Parameterize the solutions $x^2 + 5y^2 = z^2$ Parameterize the solutions in integers to $$x^2 + 5y^2 = z^2$$
To make it easier, consider only the solutions such that the GCD of x, y, and z is 1. Also
assume that x, y, and z are positive, and that x is odd. 
The analysis will probably still give two cases, but we can combine them into one by use of absolute values. Basically I have to prove that the analysis is correct.
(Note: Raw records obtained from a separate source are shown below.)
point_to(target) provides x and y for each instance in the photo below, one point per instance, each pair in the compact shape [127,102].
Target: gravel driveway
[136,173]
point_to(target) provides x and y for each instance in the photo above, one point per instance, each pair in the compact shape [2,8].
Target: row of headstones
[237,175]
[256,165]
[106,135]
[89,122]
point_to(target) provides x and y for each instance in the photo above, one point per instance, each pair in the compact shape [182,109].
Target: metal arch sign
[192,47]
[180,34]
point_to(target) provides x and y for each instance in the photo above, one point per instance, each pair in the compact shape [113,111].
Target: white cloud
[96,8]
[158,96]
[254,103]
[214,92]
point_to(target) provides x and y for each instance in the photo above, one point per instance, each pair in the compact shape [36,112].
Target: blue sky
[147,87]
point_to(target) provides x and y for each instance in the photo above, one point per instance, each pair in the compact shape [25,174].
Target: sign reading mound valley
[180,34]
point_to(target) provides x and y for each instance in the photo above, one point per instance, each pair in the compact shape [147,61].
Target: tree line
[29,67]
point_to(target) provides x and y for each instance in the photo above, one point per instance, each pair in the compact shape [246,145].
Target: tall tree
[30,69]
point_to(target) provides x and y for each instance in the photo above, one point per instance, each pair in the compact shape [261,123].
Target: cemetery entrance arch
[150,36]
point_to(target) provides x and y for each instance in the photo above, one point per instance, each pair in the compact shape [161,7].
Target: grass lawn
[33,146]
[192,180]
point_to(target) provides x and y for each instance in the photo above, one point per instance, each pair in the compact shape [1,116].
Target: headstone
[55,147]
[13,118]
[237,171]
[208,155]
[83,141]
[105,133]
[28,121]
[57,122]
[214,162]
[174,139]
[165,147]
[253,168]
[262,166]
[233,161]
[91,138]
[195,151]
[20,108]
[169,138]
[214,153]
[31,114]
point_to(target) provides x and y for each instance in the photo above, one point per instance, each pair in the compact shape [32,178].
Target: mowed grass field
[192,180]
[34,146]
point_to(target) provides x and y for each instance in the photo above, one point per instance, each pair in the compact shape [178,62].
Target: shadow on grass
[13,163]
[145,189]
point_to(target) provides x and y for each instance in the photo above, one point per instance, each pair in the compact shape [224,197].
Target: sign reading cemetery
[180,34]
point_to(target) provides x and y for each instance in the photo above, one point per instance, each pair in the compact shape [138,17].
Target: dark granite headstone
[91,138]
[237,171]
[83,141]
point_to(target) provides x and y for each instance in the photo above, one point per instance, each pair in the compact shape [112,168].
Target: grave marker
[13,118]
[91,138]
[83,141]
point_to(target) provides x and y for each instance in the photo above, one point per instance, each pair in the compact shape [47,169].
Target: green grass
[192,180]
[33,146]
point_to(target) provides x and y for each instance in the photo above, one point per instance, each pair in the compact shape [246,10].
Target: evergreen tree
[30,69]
 A: Another way to think about such problems is to convert this to 
$$\left(\frac{a}{c}\right)^2+5\left(\frac{b}{c}\right)^2=1,$$
and then think about rational points (both coordinates rational) on the curve
$$x^2+5y^2=1.$$
One obvious point is $(1,0)$. Let us consider a line that passes through this point $y=m(x-1)$ with rational slope $m$. Observe that all the points of intersection of this line and the curve (given above) will be rational. To find the intersection we solve
$$x^2+5m^2(x-1)^2=1.$$
This is equivalent to
$$x^2(5m^2+1)-10m^2x+(5m^2-1)=0.$$
Since one of the roots of this equation has to be $x=1$ (our trivial rational point) so the other root will be 
$$\alpha=\frac{5m^2-1}{5m^2+1}.$$
Thus we obtain the following point as the other point of intersection:
$$\left(\frac{5m^2-1}{5m^2+1}, \, \frac{-2m}{5m^2+1}\right).$$
So if we take $a=5m^2-1, b=-2m$ and $c=5m^2+1$ (with $m \in \mathbb{Z}$) then we can obtain integer solutions to the equation $a^2+5b^2=c^2$. 
More generally, if we take $m=\frac{r}{s}$ (with $r,s \in \mathbb{Z}$ and $s \neq 0$) then we can have $a=5r^2-s^2, b=-2rs$ and $c=5r^2+s^2$ as the solutions.